Investigation on Fracture Mechanisms and Size Effects of Nano-Films Using Nano-Mechanical Testing System based upon in-situ Observations and Analyses

基于原位观察和分析的纳米力学测试系统研究纳米薄膜的断裂机制和尺寸效应

• 批准号: 23246026
• 负责人: MINOSHIMA Kohji
• 金额: $ 32.7万
• 依托单位: Osaka University
• 依托单位国家: 日本
• 项目类别: Grant-in-Aid for Scientific Research (A)
• 财政年份: 2011
• 资助国家: 日本
• 起止时间: 2011-04-01 至 2014-03-31
• 项目状态: 已结题
• 来源: https://kaken.nii.ac.jp/en/grant/KAKENHI-PROJECT-23246026/
• 关键词: マイクロ材料力学; 材料強度学; 薄膜; 破壊; 疲労; クリープ; マイクロ材料強度学; 強度; マイクロ材料力学; 材料強度学; 薄膜; 破壊; 疲労; クリープ; マイクロ材料強度学; 強度

We developed an experimental setup for clarifying the mechanics and mechanisms of fracture in freestanding submicron-thick metallic films. This system can conduct in situ FESEM observation of deformation/fracture and EBSD crystallographic analysis on the local region at stress concentration sites such as crack tips under controlled mechanical conditions. Systematic experiments clarified the thickness effect on fracture toughness in copper nano-films where the fracture toughness decreases with a decrease in thickness, the characteristic fatigue crack growth mechanism of copper films where a fatigue crack propagates through intrusions/extrusions formed ahead of the crack tip, the presence of fatigue crack closure and the impact on the fatigue crack propagation property, and the effect of thickness on creep properties of aluminum nano-films.

我们开发了一个实验设置，用于阐明独立式亚厚金属膜中断裂的机制和机制。
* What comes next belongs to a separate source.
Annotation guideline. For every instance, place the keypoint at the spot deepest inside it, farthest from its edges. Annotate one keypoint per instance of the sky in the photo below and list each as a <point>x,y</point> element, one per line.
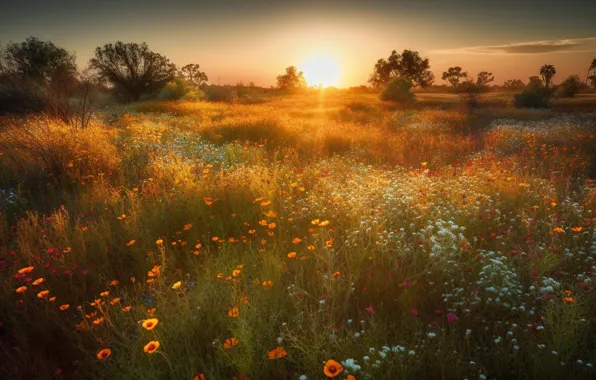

该系统可以在应力浓度位点（例如受控机械条件下的裂纹尖端）对局部区域进行变形/断裂和EBSD晶体学分析的原位观察。有系统的实验阐明了铜纳米膜中厚度对断裂韧性的影响，在铜纳米膜中，断裂韧性随着厚度的降低而降低，铜膜的特征性疲劳裂纹生长机制，疲劳裂纹通过侵入式裂缝构成的裂缝构成的特性构成易受裂缝的裂缝，构成易于裂缝的裂纹，构成的裂纹，构成易受裂缝的裂缝，构成的裂纹，构成的裂纹，构成的裂纹，构成的裂纹，构成的裂纹，构成的裂纹，构成的裂纹，构成的裂纹，构成易受的裂纹，构成易受的裂纹，并构成易受裂缝铝纳米膜。